Novel Power Grid Reduction Method based on L1 Regularization

Model order reduction exploiting the spectral properties of the admittance matrix, known as the graph Laplacian, to control the approximation accuracy is a promising new class of approaches to power grid analysis. In this paper we introduce a method that allows a dramatic increase in the resulting graph sparsity and can handle large dense input graphs. The method is based on the observation that the information about the realistic ranges of port currents can be used to significantly improve the resulting graph sparsity. In practice, port currents cannot vary unboundedly and the estimates of peak currents are often available early in the design cycle. However, the existing methods including the sampling-based spectral sparsification approach [11] cannot utilize this information. We propose a novel framework of graph Sparsification by L1 regularization on Laplacians (SparseLL) to exploit the available range information to achieve a higher degree of sparsity and better approximation quality. By formulating the power grid reduction as a sparsity-inducing optimization problem, we leverage the recent progress in stochastic approximation and develop a stochastic gradient descent algorithm as an efficient solution.
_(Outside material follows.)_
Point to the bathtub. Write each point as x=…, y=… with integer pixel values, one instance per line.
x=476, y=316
Using established benchmarks for experiments, we demonstrate that SparseLL can achieve an up to 10X edge sparsity improvement compared to the spectral sparsification approach assuming the full range of currents, with an up to 10X accuracy improvement. The running time of our algorithm also scales quite favorably due to the low complexity and fast convergence, which leads us to believe that our algorithm is highly suitable for large-scale dense problems.